En muchos hogares modernos, especialmente en departamentos sin ventanas en el baño, se instala un pequeño aparato que parece inofensivo, pero que puede tener un gran impacto en el consumo eléctrico: el ventilador extractor. Aunque su función es esencial para mantener el baño libre de humedad y prevenir la aparición de moho, si no se utiliza de forma adecuada, puede provocar un aumento inesperado en la factura de electricidad.

El enemigo silencioso de tu factura

El ventilador del baño es una solución práctica cuando no se cuenta con una ventana para ventilar naturalmente. Su uso se ha vuelto común en construcciones nuevas, reemplazando a las aberturas tradicionales. El problema comienza cuando este aparato queda encendido por más tiempo del necesario, muchas veces sin que nos demos cuenta.

Según especialistas, dejar encendido el ventilador del baño por más de 30 minutos genera un consumo energético considerable, comparable al de varios electrodomésticos funcionando a la vez. Esto, multiplicado por el uso diario, puede hacer que tu factura se dispare.

¿Por qué es importante la ventilación?

La humedad en el baño, provocada principalmente por duchas calientes, se acumula rápidamente. Si no se elimina correctamente, puede generar moho y hongos en paredes, techos y juntas, lo que no solo daña la estructura del hogar, sino que también afecta la salud respiratoria.
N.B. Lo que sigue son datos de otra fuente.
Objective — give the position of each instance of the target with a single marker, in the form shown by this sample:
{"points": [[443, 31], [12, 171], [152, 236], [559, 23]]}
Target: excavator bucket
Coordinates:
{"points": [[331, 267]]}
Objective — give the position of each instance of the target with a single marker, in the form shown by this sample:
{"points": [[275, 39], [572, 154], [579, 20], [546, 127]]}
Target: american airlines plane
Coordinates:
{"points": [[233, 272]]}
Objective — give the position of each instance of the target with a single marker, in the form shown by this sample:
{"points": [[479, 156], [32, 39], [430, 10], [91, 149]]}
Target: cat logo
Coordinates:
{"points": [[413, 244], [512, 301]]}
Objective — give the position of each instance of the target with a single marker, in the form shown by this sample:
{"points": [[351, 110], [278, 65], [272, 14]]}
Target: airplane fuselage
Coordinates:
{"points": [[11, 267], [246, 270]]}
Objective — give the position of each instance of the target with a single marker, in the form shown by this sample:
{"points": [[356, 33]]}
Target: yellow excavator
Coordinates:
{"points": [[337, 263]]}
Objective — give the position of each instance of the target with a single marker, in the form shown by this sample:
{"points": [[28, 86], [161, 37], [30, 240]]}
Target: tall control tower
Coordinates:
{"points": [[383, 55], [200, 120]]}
Un ventilador correctamente instalado, idealmente encima de la ducha, el inodoro o el lavamanos, ayuda a eliminar el vapor de agua y mantener el ambiente seco.

Consejos para usar el ventilador sin gastar de más

  1. Instalá un temporizador: Muchos ventiladores permiten añadir un sistema de apagado automático tras un tiempo determinado. Programalo para que se apague a los 15 o 20 minutos después de la ducha.

  2. No lo dejes encendido toda la noche: Es común olvidarlo después de ducharse. Prestá atención o dejá un recordatorio para apagarlo.

  3. Combiná con ventilación natural si es posible: Si tu baño tiene una pequeña abertura o rejilla, aprovechala. Incluso dejar la puerta abierta luego de ducharte ayuda a reducir la humedad.

  4. Mantené el ventilador limpio: Un ventilador sucio funciona con menos eficiencia y puede necesitar más tiempo encendido para el mismo efecto.

  5. Elegí modelos eficientes: Existen extractores con bajo consumo energético. Si vas a instalar uno, buscá los que tengan etiqueta de eficiencia energética A o superior.

¿Y si no tengo ventilador ni ventana?

En ese caso, debés ser más cuidadoso con la humedad. Secá bien las superficies luego de bañarte, utilizá un deshumidificador portátil si es posible, y evitá dejar ropa húmeda dentro del baño.